So I agree entirely that the best option is ignoring them. If you're a really nice person--and some are--then you would ignore the tone of a reasonable request and do it anyhow. Now, you don't have to, but that's the beauty of open source: freedom. You never have to do anything.
I suspect that this post is the result of a little bit of undeserved, subconscious guilt. I know that when I feel guilty despite clearly being right, I become defensive; I could certainly imagine a similar reaction here. Or it could be something else entirely.
It does not mean anything, it means at most that he doesn't think it is a silver bullet.
http://journal.neilgaiman.com/2009/05/entitlement-issues.htm...
What makes me confused is his determination to prevent anyone else from taking over the service he doesn't want to do anymore and basically forces everyone to rewrite massive amounts of documentation, package names, source code, maven xml files, build files, etc. for no real gain.

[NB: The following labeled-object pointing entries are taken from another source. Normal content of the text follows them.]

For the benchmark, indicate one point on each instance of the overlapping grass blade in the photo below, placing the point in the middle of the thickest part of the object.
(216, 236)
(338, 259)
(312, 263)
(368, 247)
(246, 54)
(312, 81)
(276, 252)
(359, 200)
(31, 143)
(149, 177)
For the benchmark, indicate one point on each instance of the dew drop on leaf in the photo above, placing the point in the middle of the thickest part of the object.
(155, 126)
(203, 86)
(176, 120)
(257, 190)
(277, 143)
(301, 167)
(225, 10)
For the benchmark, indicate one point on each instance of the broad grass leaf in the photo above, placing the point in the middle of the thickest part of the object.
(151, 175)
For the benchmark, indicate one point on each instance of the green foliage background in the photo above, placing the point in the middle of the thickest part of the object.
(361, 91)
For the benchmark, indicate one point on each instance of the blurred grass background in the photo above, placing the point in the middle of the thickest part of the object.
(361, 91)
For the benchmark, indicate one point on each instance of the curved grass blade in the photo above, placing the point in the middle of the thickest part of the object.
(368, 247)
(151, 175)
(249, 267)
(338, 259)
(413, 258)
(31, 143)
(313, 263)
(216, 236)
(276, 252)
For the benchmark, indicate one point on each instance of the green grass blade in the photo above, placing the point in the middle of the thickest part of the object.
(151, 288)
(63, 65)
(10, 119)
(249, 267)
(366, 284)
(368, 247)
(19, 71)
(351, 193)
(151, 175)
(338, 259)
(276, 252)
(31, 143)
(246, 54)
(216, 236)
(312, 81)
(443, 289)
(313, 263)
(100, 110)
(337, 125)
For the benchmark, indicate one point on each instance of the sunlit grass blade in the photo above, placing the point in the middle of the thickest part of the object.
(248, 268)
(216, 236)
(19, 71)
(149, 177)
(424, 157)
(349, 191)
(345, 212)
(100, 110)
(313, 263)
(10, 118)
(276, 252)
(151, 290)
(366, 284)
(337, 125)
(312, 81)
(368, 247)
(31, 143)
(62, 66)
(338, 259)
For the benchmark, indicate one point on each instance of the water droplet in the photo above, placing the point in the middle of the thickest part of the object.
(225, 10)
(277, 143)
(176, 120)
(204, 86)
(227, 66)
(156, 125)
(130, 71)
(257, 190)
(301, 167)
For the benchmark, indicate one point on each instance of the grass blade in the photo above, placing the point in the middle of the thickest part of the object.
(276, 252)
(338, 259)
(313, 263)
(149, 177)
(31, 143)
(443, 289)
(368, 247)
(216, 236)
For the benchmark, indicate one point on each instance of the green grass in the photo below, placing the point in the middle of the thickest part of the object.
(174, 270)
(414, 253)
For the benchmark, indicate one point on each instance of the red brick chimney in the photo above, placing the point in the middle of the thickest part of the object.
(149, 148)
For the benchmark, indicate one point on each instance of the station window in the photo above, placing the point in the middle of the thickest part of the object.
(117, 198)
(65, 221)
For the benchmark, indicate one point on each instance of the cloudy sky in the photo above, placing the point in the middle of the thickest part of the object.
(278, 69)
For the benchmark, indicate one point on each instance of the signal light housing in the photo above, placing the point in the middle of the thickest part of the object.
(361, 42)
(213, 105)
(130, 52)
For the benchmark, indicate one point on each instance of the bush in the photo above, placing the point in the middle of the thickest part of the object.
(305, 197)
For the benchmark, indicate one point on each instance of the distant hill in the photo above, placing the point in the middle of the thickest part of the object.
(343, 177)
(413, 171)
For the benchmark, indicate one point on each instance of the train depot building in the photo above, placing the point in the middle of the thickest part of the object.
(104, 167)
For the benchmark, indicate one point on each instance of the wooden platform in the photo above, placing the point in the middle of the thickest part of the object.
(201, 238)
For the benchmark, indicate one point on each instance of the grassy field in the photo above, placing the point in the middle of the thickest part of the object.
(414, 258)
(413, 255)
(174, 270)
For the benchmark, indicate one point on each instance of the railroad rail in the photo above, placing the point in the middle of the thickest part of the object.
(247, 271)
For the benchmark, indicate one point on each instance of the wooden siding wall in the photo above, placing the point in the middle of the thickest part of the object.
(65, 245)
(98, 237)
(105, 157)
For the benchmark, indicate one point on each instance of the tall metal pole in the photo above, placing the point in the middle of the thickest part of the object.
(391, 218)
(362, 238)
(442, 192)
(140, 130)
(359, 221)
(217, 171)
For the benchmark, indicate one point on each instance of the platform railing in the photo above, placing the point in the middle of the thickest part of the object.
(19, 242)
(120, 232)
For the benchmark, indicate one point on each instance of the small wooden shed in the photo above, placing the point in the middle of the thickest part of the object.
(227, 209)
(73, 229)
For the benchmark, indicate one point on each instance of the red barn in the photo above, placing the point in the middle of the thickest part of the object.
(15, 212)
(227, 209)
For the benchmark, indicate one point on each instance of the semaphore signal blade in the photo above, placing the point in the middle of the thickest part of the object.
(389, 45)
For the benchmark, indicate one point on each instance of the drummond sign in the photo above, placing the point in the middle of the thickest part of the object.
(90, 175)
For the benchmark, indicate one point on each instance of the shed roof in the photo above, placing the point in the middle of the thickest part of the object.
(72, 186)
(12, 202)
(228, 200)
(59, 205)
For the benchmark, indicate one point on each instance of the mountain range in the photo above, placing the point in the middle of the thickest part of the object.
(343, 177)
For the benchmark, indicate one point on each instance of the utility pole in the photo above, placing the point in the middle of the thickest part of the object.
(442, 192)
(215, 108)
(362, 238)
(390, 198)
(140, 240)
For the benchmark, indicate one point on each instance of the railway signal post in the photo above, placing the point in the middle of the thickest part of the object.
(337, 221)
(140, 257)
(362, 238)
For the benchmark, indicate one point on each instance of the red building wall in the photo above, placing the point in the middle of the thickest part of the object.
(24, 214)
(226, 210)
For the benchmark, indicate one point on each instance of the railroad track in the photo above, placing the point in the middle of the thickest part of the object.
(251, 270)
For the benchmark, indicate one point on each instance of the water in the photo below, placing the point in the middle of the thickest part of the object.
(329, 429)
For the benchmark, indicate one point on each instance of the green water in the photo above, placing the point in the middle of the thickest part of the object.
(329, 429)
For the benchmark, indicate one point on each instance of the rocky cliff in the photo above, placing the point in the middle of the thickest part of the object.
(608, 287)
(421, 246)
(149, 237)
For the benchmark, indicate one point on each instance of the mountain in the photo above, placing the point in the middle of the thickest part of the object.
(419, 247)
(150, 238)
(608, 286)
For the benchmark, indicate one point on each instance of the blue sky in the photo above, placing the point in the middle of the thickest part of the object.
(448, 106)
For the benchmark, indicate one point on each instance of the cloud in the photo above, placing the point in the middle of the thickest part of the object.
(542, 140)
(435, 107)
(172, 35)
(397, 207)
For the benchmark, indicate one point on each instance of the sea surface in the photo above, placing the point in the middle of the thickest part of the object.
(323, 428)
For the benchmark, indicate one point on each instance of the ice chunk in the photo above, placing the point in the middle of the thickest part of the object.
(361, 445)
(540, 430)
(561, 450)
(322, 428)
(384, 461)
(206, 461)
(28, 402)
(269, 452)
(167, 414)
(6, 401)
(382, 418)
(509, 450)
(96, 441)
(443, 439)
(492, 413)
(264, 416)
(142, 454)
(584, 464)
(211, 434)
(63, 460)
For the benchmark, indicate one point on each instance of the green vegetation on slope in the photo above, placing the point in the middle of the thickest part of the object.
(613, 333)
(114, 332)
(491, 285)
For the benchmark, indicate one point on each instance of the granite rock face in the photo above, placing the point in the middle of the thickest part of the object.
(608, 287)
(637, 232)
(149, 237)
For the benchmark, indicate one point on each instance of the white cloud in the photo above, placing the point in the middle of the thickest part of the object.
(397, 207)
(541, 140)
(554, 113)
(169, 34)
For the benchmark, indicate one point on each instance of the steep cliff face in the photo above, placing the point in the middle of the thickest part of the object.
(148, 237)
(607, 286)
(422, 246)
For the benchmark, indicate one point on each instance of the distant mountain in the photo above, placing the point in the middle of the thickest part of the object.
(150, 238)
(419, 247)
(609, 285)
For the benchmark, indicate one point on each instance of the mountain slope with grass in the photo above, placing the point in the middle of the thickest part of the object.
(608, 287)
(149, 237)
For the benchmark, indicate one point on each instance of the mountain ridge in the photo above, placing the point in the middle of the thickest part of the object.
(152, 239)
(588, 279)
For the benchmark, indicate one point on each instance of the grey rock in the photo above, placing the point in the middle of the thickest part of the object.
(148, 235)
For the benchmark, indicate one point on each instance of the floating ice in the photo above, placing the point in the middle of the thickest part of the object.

Seems to me that what we have here is a techie programmer type who does not entirely get customer relations, and hasn't managed to shape the message that well. Which is pretty much as it should be, the two skill sets don't usually collide. And I suppose why companies that can afford it get customer relation advice or employees. Perhaps some of these groups or what ever, should look for volunteers who do understand PR. Maybe they would be looking to bring this open source spirit out side of tech related areas.